Read the detailed JSON result:

Terminal window
jq . /tmp/tandem-eval-results.json

Command Reference

Terminal window
cargo run -p tandem-server --bin eval-runner -- --help

Supported options:

OptionPurpose
--dataset <FILE>Required path to an eval dataset YAML file.
--output <FILE>Results JSON path. Defaults to ./eval_results.json.
--provider <NAME>Provider name for live mode. Defaults to anthropic.
--model <NAME>Model name for live mode. Defaults to claude-haiku-4-5-20251001.
--engine-mode <MODE>simulation, stub, or live. Defaults to simulation.
--simulationLegacy alias for --engine-mode simulation.
--num-workers <N>Parallel worker count. Defaults to 1.
--filter-tag <TAG>Run only test cases containing the given tag.
--max-duration <SECS>Maximum duration per test. Defaults to 300.
--verbosePrint detailed execution output.
--helpPrint CLI help.

Exit codes:

CodeMeaning
0All tests passed.
1One or more tests failed.
2Invalid arguments or dataset load error.

Engine Modes

The eval runner accepts three engine modes:

ModeEngine pathProviderAPI keyBest use
simulationNo live engine path. Uses deterministic simulated outcomes.NoneNoFast local checks, per-PR quality gates, docs examples.
stubReal Tandem engine path with scripted responses.ScriptedEvalProviderNoEngine-path validation after AppState wiring is available.
liveReal Tandem engine path with configured provider.Real providerYesHuman-run baseline captures and release confidence checks after AppState wiring is available.

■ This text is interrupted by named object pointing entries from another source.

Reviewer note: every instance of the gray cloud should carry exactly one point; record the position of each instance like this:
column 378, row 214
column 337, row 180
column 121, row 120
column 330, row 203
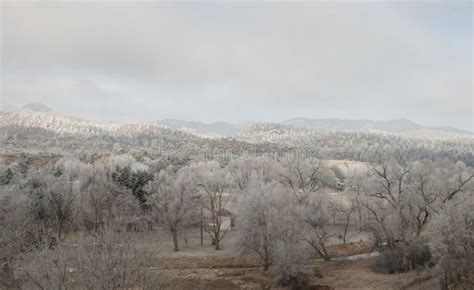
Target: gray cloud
column 127, row 61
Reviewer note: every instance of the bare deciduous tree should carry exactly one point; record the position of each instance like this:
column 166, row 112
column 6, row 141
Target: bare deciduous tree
column 175, row 198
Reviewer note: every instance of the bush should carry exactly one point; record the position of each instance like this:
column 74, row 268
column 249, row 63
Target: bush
column 402, row 260
column 389, row 261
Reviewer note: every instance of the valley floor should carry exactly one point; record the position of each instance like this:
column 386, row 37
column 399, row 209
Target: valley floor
column 202, row 267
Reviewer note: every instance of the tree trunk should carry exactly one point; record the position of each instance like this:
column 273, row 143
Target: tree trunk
column 174, row 232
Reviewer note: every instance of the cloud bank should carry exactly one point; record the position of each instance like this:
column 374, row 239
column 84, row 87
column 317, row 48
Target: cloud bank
column 126, row 61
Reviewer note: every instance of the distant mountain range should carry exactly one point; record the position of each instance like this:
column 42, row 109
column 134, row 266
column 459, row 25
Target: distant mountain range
column 401, row 127
column 215, row 129
column 390, row 126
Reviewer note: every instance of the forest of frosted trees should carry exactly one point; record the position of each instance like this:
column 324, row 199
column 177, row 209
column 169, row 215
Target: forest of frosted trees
column 417, row 211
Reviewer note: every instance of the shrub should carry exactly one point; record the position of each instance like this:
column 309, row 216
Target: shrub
column 389, row 261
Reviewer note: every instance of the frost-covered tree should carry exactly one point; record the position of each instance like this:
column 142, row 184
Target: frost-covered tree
column 214, row 184
column 173, row 195
column 301, row 175
column 269, row 227
column 452, row 241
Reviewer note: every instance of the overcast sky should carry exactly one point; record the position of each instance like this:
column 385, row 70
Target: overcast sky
column 125, row 61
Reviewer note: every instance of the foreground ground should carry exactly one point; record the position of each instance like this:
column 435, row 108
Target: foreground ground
column 201, row 267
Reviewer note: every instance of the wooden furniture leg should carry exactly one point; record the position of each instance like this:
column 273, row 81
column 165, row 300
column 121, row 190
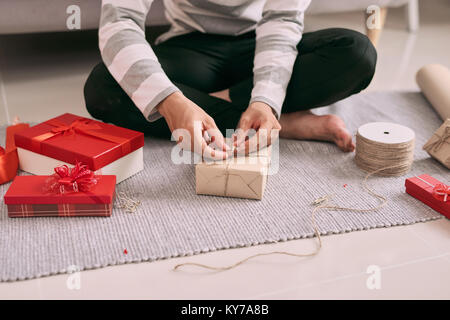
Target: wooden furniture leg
column 374, row 29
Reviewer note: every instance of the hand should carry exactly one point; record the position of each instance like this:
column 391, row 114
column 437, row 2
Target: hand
column 260, row 117
column 181, row 113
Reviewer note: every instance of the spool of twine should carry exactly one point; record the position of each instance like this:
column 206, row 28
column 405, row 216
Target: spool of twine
column 382, row 148
column 385, row 145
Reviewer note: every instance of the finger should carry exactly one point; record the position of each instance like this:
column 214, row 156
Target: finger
column 205, row 150
column 213, row 154
column 242, row 131
column 258, row 141
column 217, row 138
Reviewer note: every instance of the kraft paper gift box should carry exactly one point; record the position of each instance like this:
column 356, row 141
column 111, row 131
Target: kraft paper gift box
column 26, row 198
column 439, row 144
column 69, row 138
column 430, row 191
column 240, row 177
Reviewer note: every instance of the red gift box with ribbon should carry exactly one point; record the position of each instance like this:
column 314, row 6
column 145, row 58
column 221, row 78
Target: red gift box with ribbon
column 430, row 191
column 70, row 192
column 70, row 138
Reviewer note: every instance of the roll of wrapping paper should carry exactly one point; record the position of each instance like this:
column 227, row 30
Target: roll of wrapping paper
column 434, row 81
column 9, row 161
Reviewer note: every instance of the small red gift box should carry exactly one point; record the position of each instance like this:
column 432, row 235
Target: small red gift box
column 430, row 191
column 26, row 198
column 69, row 138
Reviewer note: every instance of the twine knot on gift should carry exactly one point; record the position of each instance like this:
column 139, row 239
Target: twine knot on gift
column 76, row 179
column 440, row 141
column 440, row 192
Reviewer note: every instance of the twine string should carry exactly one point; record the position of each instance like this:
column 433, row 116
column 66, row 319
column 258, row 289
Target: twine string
column 371, row 155
column 321, row 203
column 127, row 203
column 374, row 157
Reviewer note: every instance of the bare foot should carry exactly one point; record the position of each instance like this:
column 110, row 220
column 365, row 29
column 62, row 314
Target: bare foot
column 304, row 125
column 224, row 95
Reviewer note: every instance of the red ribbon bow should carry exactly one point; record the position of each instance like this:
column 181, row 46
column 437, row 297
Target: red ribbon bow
column 441, row 192
column 79, row 125
column 76, row 179
column 83, row 126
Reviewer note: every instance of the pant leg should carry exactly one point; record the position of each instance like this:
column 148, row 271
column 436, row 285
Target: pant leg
column 332, row 64
column 192, row 62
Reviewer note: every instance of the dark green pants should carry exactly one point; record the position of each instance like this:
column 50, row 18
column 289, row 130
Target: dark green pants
column 332, row 64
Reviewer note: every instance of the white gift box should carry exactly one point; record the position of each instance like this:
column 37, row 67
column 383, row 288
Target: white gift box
column 67, row 139
column 122, row 168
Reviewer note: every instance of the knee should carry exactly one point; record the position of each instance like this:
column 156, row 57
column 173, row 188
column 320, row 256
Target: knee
column 94, row 91
column 360, row 55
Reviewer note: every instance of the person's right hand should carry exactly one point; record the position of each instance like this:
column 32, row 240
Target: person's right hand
column 181, row 113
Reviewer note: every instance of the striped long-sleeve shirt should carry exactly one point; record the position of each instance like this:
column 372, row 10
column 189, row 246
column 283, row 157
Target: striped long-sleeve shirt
column 131, row 61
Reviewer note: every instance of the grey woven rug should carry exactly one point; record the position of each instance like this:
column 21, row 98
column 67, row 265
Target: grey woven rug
column 173, row 221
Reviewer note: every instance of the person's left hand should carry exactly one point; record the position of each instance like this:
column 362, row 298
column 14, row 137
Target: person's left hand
column 260, row 117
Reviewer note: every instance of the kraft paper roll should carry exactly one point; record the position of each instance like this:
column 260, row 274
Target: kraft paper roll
column 434, row 81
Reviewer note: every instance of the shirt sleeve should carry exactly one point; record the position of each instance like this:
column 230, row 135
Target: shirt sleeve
column 277, row 36
column 129, row 57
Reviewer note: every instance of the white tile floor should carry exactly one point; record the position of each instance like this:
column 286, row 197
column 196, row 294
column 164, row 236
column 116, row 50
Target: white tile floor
column 43, row 76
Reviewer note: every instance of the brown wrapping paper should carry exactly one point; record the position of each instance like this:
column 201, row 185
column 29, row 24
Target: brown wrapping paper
column 434, row 81
column 241, row 177
column 439, row 144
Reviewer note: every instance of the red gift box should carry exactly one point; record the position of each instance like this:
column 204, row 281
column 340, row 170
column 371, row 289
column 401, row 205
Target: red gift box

Mode names are parsed case-insensitively. Synonyms include sim for simulation, scripted for stub, and real for live.

Current Standalone CLI Caveat

As currently wired, the standalone eval-runner binary constructs EvalRunner::new(config) without an AppState.

That means:

  • --engine-mode simulation is the working standalone mode and should be used in guide examples.
  • --engine-mode stub and --engine-mode live are accepted by the parser, but the direct CLI does not yet bootstrap the engine state required by EvalRunner::with_app_state(state).
  • Until that wiring lands, stub/live coverage belongs in tests or workflows that provide an AppState.

Do not tell agents or users that the standalone CLI can fully execute stub/live evals unless crates/tandem-server/src/bin/eval_runner.rs has been updated to construct and pass an AppState.

Common Commands

Run every enabled test in the critical path dataset:

Terminal window
cargo run -p tandem-server --bin eval-runner -- \
--dataset eval_datasets/critical_path.yaml

Write results to a stable file:

Terminal window
cargo run -p tandem-server --bin eval-runner -- \
--dataset eval_datasets/critical_path.yaml \
--output eval_results.json

Run only tests tagged regression:

Terminal window
cargo run -p tandem-server --bin eval-runner -- \
--dataset eval_datasets/critical_path.yaml \
--filter-tag regression \
--engine-mode simulation

Run with verbose output:

Terminal window
cargo run -p tandem-server --bin eval-runner -- \
--dataset eval_datasets/critical_path.yaml \
--engine-mode simulation \
--verbose

Dataset Shape

Eval datasets live under eval_datasets/ and are YAML files with a dataset header plus test_cases.

Important fields for agents editing or generating datasets:

FieldMeaning
nameDataset name.
versionDataset schema/content version.
descriptionHuman-readable purpose.
tagsDataset-level labels.
test_cases[].idStable unique test case id.
test_cases[].enabledWhether the case runs by default.
test_cases[].tagsLabels used by --filter-tag.
test_cases[].automation_specWorkflow-like spec under evaluation.
test_cases[].expected_outputRequired status, validators, output shape, and limits.

Use eval_datasets/critical_path.yaml as the reference dataset before creating a new file.

Result JSON

The runner writes a JSON result file containing aggregate metrics and per-test results. Use it for:

  • pass-rate checks
  • failure-mode review
  • regression comparison
  • release notes and quality evidence
  • debugging individual failed eval cases

The stdout summary is useful for humans, but agents should prefer the JSON file when making decisions.

When To Use This CLI

Use eval-runner when you are checking Tandem AI behavior across a versioned eval dataset.

Use regular Rust tests instead when you are validating a specific function, parser, HTTP handler, or engine unit. See Engine Testing for the broader test matrix.